Erdoğan, kent mitingleriyle meydanlarda halka seslenmeye başladı. Erdoğan’ın mitingleri, TRT başta olmak üzere birçok TV kanalında canlı yayınlanıyor.
Cumhurbaşkanı Erdoğan’ın konuşmalarına ekranlarda uzun süre yer verilmesi ise, muhalefet partilerince ‘eşit seçim propagandası’ ilkesinin ihlali olarak görülüyor. Bu nedenle CHP ve HDP, Türkiye’de seçim sürecini denetlemekten sorumlu Yüksek Seçim Kurulu’na (YSK) sürekli itirazlarda bulunuyor.
YSK ile Radyo ve Televizyon Üst Kurulu (RTÜK), bugüne dek muhalefetçe yapılan TV yayınlarına itiraz başvurularını reddetti.
Son olarak CHP Genel Başkan Yardımcısı Bülent Tezcan, bugün yine YSK’ya başvurdu ve Erdoğan’ın 31 Mayıs’ta 1 saat 51 dakika süreyle TRT ekranlarında muhalefet liderleri aleyhine konuşması nedeniyle siyasi partiler açısından fırsat eşitliğini ihlal ettiğini savundu.

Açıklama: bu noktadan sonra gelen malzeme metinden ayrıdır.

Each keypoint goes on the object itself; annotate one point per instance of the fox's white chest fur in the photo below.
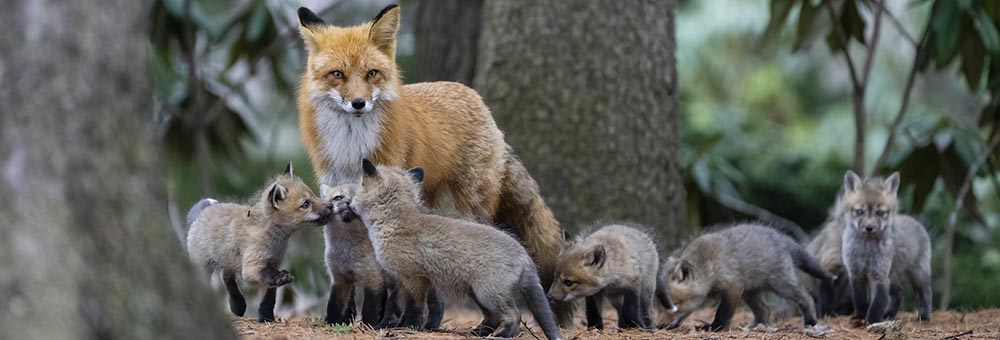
(346, 138)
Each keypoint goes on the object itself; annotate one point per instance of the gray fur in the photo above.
(881, 247)
(739, 263)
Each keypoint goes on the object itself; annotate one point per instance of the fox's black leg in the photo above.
(266, 311)
(237, 303)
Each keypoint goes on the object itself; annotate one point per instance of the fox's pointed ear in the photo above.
(891, 184)
(417, 174)
(277, 194)
(383, 30)
(852, 182)
(598, 256)
(308, 19)
(308, 22)
(369, 168)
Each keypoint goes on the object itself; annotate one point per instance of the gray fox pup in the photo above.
(249, 241)
(740, 263)
(450, 256)
(881, 247)
(616, 262)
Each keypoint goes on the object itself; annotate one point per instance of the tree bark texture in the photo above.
(586, 92)
(447, 35)
(86, 249)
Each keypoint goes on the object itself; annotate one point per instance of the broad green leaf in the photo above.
(987, 32)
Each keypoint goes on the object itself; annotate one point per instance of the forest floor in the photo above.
(946, 325)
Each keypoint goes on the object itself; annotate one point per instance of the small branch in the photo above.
(896, 22)
(845, 40)
(957, 335)
(761, 214)
(953, 217)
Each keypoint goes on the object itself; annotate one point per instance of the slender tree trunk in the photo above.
(447, 34)
(85, 244)
(586, 92)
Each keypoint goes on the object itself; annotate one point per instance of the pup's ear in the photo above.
(308, 23)
(598, 256)
(369, 168)
(852, 182)
(277, 194)
(417, 174)
(891, 184)
(383, 30)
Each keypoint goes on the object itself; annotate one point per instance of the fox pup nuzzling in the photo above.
(249, 241)
(450, 256)
(881, 247)
(740, 263)
(616, 262)
(353, 105)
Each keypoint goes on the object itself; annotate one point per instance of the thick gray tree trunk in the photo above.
(447, 35)
(86, 249)
(586, 92)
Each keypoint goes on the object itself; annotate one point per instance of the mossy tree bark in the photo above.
(447, 35)
(85, 245)
(586, 92)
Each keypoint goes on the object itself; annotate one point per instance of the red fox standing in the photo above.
(353, 105)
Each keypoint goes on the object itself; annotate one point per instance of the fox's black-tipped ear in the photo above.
(852, 182)
(598, 256)
(417, 174)
(891, 184)
(309, 19)
(383, 30)
(368, 167)
(277, 194)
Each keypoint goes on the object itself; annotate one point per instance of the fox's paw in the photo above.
(283, 277)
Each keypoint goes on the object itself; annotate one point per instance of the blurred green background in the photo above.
(765, 95)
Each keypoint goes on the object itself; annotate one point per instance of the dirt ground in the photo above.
(946, 325)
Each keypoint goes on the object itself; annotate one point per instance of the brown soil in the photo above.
(946, 325)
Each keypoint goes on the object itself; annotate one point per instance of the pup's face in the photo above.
(578, 272)
(869, 204)
(341, 197)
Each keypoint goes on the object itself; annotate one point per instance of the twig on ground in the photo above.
(957, 335)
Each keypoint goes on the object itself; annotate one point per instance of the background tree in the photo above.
(447, 35)
(585, 92)
(85, 247)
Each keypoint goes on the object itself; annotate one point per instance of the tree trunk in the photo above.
(85, 244)
(586, 92)
(447, 35)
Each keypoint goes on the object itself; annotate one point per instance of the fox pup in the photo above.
(250, 241)
(616, 262)
(353, 105)
(451, 256)
(881, 247)
(740, 263)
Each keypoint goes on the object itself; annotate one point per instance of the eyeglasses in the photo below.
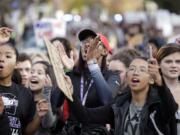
(134, 69)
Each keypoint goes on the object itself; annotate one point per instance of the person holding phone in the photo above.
(41, 81)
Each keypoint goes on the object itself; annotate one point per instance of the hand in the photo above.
(42, 108)
(1, 105)
(67, 62)
(93, 51)
(5, 34)
(153, 69)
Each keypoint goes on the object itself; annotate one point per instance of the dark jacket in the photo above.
(100, 93)
(157, 112)
(4, 125)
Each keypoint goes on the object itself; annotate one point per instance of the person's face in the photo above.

TRT: İlkeli yayıncılık yapıyoruz
TRT, seçim için CHP’nin ‘Milletçe Alkışlıyoruz’ reklam filmini yayınlamamasıyla da dikkat çekti. O günlerde Amerika’nın Sesi’nin sorularını yanıtlayan Genel Müdürü Şenol Göka, muhalefetten yöneltilen eleştirilerle ilgili ‘Genellikle çeşitli konular gerekçe gösterilerek o kadar eleştiri yöneltiliyor ki artık rahatsızlık duyuyorum, duymuyorum böyle bir ifade de bulunmak istemiyorum. Eğer kendilerini haklı görüyorlarsa tabii ki eleştirebilirler. TRT de tabii ki eleştirilebilir. Fakat biz doğru yaptığımız düşünüyoruz. İlkeli yayıncılık yaptığımızı düşünüyoruz. Takdir milletimizin’ dedi.
Prof. Dr. Alemdar: Cumhuriyet tarihinde benzeri görülmedi
Türkiye’de basın tarihi konusunda uzman isimlerden Profesör Dr. Korkmaz Alemdar, 7 Haziran arifesinde geçmişte hiçbir dönemde yaşanmayan şekilde medya üzerinde kontrol mekanizmaları uygulandığı görüşünde.
Amerika'nın Sesi'ne konuşan Prof.Dr. Alemdar, Cumhurbaşkanı Erdoğan’ın da süreçteki rolüne dikkat çekerek, YSK’nın duruma ‘seyirci’ kaldığını ifade etti.
Türkiye’nin geçmiş seçimlere kıyasla ‘olağanüstü’ bir seçim atmosferine ev sahipliği yaptığını söyleyen Alemdar, sözlerini şöyle sürdürdü:
‘Olağanüstü olması, hem anayasa hem de siyasetteki uygulamalar bakımından yaşananlardan kaynaklanıyor. Bugüne kadar ‘Anayasayı dinlemiyorum, çiğnemeyi göze alıyorum’ diyen AKP’li Bakanlar Kurulu mensuplarıyla ilk defa böyle bir durumu yaşıyoruz. Cumhurbaşkanı kesin ve net tavır aldı. (Cumhurbaşkanı) Anayasayı ihlal ediyor. Kendince ‘Eşit mesafede duruyorum dese de AKP adına kampanya yapıyor.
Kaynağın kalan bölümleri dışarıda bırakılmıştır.